Reflections Upon an Unexpected Stop
I
The old maxim goes: It’s not what happens to us, but how we react to what happens to us, that determines our success in life. Even in our great age of automation and information, it’s hard to accept that much of what happens in life is beyond our control. We’ve been making plans our whole life - what we’d do, where we’d live, how we’d win - and conditioned ourselves to think everything and anything is within our control.
Except that it’s not.
As I write this I’m wrapping up two days of utter control-lessness. I’m sitting on the train, listening to a lady loudly melt-down on the telephone with an operator: Something’s wrong with her ticket, and she’s certain - certain! - that she bought it right, printed it right and is reading it right. Now just what is the operator going to do about it (we’re all wondering this, in fact) because there’s no way she’s getting off this train. Oh, she’s all ears to hear the explanation, by golly!
Because she’s in control.
Twenty-four hours ago, the plane I was on diverted to Washington, DC just five minutes before we should have landed in Newark. Bad weather, low fuel and the end of the day combined for a perfect storm in the Northeast.
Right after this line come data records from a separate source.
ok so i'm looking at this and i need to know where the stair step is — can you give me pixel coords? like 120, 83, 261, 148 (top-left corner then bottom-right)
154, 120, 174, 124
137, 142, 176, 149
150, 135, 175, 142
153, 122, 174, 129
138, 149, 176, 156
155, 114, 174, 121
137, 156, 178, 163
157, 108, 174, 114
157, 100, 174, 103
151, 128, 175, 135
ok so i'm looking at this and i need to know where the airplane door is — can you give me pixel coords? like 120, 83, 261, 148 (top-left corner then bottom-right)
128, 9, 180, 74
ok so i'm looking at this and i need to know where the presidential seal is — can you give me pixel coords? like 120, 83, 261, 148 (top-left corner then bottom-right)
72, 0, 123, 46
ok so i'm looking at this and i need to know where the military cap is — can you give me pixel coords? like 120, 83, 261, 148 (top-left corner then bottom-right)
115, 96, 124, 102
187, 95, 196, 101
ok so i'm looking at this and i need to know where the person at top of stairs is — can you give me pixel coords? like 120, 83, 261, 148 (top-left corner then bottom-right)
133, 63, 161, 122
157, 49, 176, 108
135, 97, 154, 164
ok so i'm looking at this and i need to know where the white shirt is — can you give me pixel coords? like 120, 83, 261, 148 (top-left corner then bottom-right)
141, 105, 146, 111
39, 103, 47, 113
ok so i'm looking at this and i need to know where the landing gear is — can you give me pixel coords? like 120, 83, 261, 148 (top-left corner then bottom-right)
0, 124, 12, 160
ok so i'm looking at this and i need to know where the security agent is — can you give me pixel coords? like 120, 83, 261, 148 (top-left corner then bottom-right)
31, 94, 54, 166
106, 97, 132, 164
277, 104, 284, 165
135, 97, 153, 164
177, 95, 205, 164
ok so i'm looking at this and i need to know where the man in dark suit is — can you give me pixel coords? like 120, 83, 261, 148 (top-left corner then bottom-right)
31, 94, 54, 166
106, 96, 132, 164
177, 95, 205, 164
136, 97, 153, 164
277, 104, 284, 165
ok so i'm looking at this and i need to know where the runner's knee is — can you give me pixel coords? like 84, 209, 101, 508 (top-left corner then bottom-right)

The Captain told us it the FAA controlled the airport. The flight attendants told us the computer would control our flight reassignments. The ground crew couldn't unload our luggage because the rules controlled when they could work in the rain. With so little control, what were passengers to do, other than fasten their belts and prepare for the worst?
Or the best!
How we handle life’s unexpected situations is a sign of our maturity, our ability and of most of all our philosophy. It’s a matter of attitude more than anything else: certainly no amount of knowledge, power or money was going to change Mother Nature’s mind. It’s also a matter of possibility: The ability to see a situation and decide between crisis and opportunity - for change, for creativity, for adventure - that gives us the greatest power to weather the storm.
When we can go with the flow.
To go with the flow requires us to give up control, but it doesn’t mean we lose sight of our goals. There’s great value in learning how to become comfortable with uncomfortable. In our careers, we must master not just the rules, but the detours. We learn more from the deals that go awry than those that go smoothly; that’s something customers will pay for, and keeps us ahead of mere machines. In our personal lives, most growth comes in the form of opportunities masquerading as trouble. Or at least discomfort, as the route to better health or wealth isn’t always easy. Over time, we learn not only to deal with difficulties that are thrown at us: We learn to shake things up on our own - to disrupt ourselves, to take purposeful risks, to make a break for it - when others would be satisfied with the predictable.
To master our lives, we learn to turn disappointment into adventure. We recognize when “figuring it out” is more valuable than going “according to plan.” We remind ourselves that we’ve been in tougher situations before, and gain confidence to try again next time, too. And we come to realize that a change of plans isn’t always a matter of good and bad.
Sometimes it’s just different, and it’s up to us to enjoy.
Unlike the acorn, we have the power to act; we are more than a list of prescribed moments.
The greatest value comes disguised as the unknown; make surprise the hallmark, not the exception of your experience.
Turning unexpected moments into unplanned adventures is the sign of a mind ready for the most life can offer.
Back in the airport, I watched the thunderstorm beyond the window. While others lined up in the Crisis Line, to struggle and rage and complain and demand, I jumped into an uber. A few taps of some apps and I checked into a hotel for the evening. Over dinner, I received a text that the flight was delayed - an hour, two more, then overnight. No matter: I wasn’t going along for that ride anyway. WIth an unexpected stop in our nation’s capital, I’d booked the last train to New York, so I could spend an unplanned day on an adventure.
To reflect on the Founders, who had weathered far greater storms than this.
Of course, not everyone is comfrotable going with the flow. Plenty of people prefer control all the time. They see change as a problem; the unexepected as unfair. Their response to surprise is shock, and sometimes anger. Life becomes a struggle to fix everything, unable to just let things play out in their own way.
While I listened to the lady yelling at the train operator, I wonder what it is all for: Certainly she couldn’t be enjoying the moment: When she finally took a breath, something amazing happened. The operator figured it out. A simple glitch, apparently; no harm done. Her ticket was fine; here was a nice seat by the window. Calm has been restored to the carriage.
One wonders though what she may do, if we encounter a delay on the tracks ahead.
But for now, for some of us, life flows on.